Assignment:
Choose the dependent variable (the response variable to be "explained") and the independent variable (the predictor or explanatory variable) as you judge appropriate.
1 Are the variables cross-sectional data or time-series data?
2 How do you imagine the data were collected?
3 Is the sample size sufficient to yield a good estimate? If not, do you think more data could easily be obtained, given the nature of the problem?
4 State your a priori hypothesis about the sign of the slope. Is it reasonable to suppose a cause and effect relationship?
5 Make a scatter plot of Y against X. Discuss what it tells you.

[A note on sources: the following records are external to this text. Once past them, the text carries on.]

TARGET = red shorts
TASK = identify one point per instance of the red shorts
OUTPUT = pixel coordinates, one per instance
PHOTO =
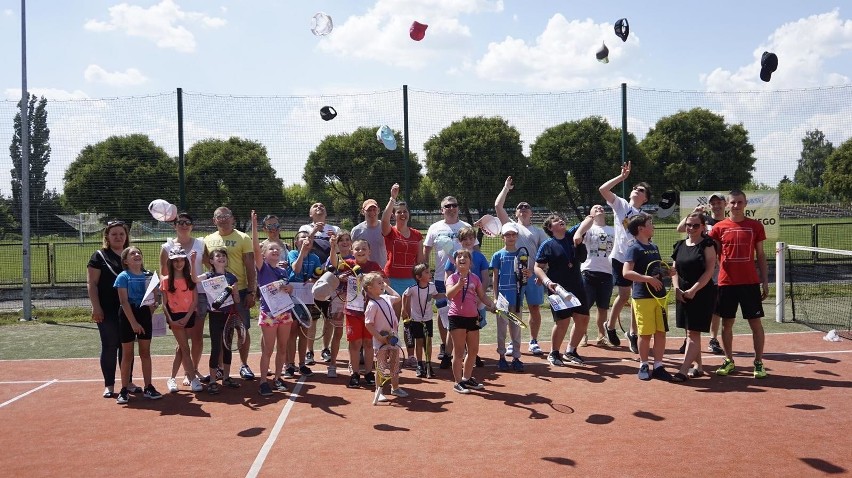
(356, 330)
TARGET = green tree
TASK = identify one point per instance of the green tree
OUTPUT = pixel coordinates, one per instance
(815, 150)
(120, 176)
(235, 173)
(39, 151)
(463, 158)
(696, 150)
(573, 159)
(838, 172)
(352, 167)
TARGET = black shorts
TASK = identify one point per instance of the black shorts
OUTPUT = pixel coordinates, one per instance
(419, 330)
(618, 274)
(143, 316)
(468, 323)
(747, 297)
(696, 314)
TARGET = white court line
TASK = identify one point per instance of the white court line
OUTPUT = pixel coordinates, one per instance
(276, 430)
(27, 393)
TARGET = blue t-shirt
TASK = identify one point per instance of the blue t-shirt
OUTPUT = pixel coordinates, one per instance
(641, 255)
(507, 277)
(136, 284)
(309, 265)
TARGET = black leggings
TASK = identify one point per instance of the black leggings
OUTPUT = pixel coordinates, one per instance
(217, 325)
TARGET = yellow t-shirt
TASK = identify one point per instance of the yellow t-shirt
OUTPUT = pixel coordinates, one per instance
(236, 243)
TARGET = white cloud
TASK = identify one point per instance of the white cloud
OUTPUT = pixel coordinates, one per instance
(803, 47)
(381, 34)
(164, 23)
(128, 77)
(561, 58)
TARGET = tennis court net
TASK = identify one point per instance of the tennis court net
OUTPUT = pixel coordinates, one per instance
(818, 283)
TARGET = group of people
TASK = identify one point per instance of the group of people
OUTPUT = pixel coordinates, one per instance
(382, 278)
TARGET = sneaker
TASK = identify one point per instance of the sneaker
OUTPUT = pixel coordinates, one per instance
(245, 372)
(613, 337)
(517, 365)
(123, 396)
(502, 364)
(534, 348)
(290, 371)
(660, 373)
(644, 372)
(574, 358)
(554, 359)
(634, 342)
(715, 347)
(151, 393)
(398, 392)
(759, 370)
(726, 368)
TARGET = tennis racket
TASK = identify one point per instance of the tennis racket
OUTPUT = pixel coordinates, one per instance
(512, 318)
(663, 272)
(234, 328)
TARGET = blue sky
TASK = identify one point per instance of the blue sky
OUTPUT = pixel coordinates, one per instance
(104, 49)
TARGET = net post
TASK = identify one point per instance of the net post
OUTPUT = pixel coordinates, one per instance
(779, 281)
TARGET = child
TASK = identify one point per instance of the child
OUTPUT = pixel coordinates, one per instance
(382, 323)
(341, 249)
(463, 290)
(179, 304)
(356, 331)
(275, 328)
(303, 264)
(219, 262)
(417, 306)
(649, 314)
(504, 267)
(134, 321)
(479, 266)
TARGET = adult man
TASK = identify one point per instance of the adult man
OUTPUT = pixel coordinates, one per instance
(741, 240)
(530, 237)
(447, 228)
(370, 230)
(717, 214)
(241, 264)
(623, 211)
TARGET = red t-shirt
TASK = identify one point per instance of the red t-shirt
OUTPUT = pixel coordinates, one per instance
(736, 259)
(402, 253)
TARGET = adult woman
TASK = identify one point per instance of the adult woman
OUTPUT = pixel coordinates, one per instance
(694, 262)
(183, 228)
(102, 269)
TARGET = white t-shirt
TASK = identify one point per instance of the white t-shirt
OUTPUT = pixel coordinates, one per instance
(623, 211)
(441, 228)
(599, 241)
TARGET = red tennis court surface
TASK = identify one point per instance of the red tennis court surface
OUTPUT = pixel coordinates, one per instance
(597, 420)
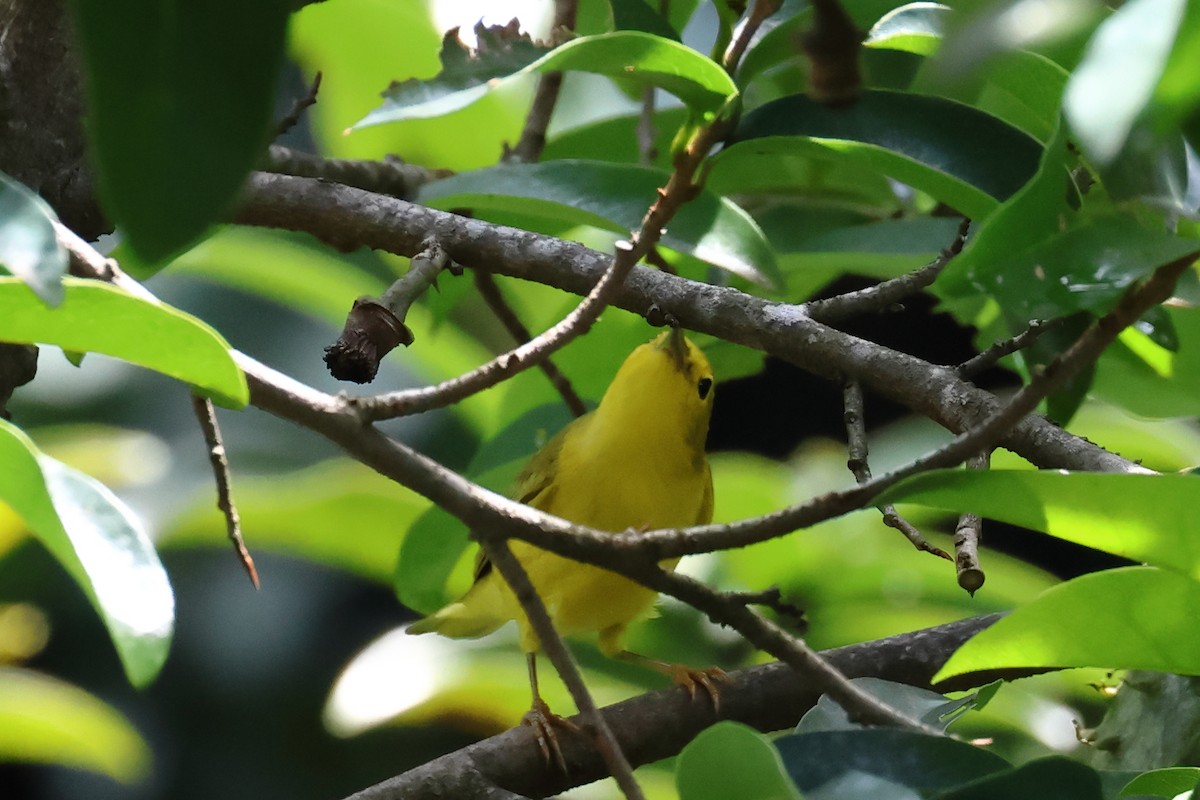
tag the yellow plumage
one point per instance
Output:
(635, 463)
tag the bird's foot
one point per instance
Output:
(544, 721)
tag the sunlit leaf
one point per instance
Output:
(1131, 618)
(29, 248)
(635, 56)
(957, 154)
(615, 197)
(100, 318)
(731, 759)
(46, 721)
(175, 131)
(101, 545)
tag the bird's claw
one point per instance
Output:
(544, 721)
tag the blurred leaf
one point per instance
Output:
(100, 318)
(29, 248)
(174, 131)
(930, 708)
(101, 545)
(1163, 783)
(1119, 74)
(300, 512)
(1045, 779)
(643, 59)
(915, 28)
(46, 721)
(917, 761)
(1134, 516)
(637, 14)
(952, 151)
(615, 197)
(731, 759)
(1131, 618)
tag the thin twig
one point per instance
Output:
(859, 465)
(883, 295)
(514, 573)
(679, 190)
(973, 366)
(491, 294)
(749, 26)
(533, 137)
(389, 176)
(298, 108)
(208, 419)
(967, 535)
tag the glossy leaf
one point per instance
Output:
(101, 545)
(731, 759)
(1134, 516)
(46, 721)
(100, 318)
(175, 131)
(917, 761)
(1057, 777)
(1167, 782)
(29, 248)
(957, 154)
(615, 197)
(1131, 618)
(1120, 72)
(642, 59)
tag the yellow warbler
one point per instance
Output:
(635, 463)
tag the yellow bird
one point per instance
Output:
(635, 463)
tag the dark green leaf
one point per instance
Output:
(1134, 516)
(637, 14)
(731, 759)
(179, 101)
(952, 151)
(29, 248)
(1047, 779)
(912, 759)
(1131, 618)
(1164, 782)
(100, 318)
(1120, 72)
(100, 543)
(615, 197)
(930, 708)
(46, 721)
(643, 59)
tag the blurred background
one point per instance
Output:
(307, 689)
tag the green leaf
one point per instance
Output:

6 Use Excel's Add Trendline feature to fit a linear regression to the scatter plot. Is a linear model credible?
7 Interpret the slope. Does the intercept have meaning, given the range of the data?
8 Use Excel, MegaStat, or MINITAB to fit the regression model, including residuals and standardized residuals.
9 (a) Does the 95 percent confidence interval for the slope include zero? If so, what does it mean? If not, what does it mean? (b) Do a two-tailed t test for zero slope at α = .05. State the hypotheses, degrees of freedom, and critical value for your test. (c) Interpret the p-value for the slope. (d) Which approach do you prefer, the t test or the p-value? Why? (e) Did the sample support your hypothesis about the sign of the slope?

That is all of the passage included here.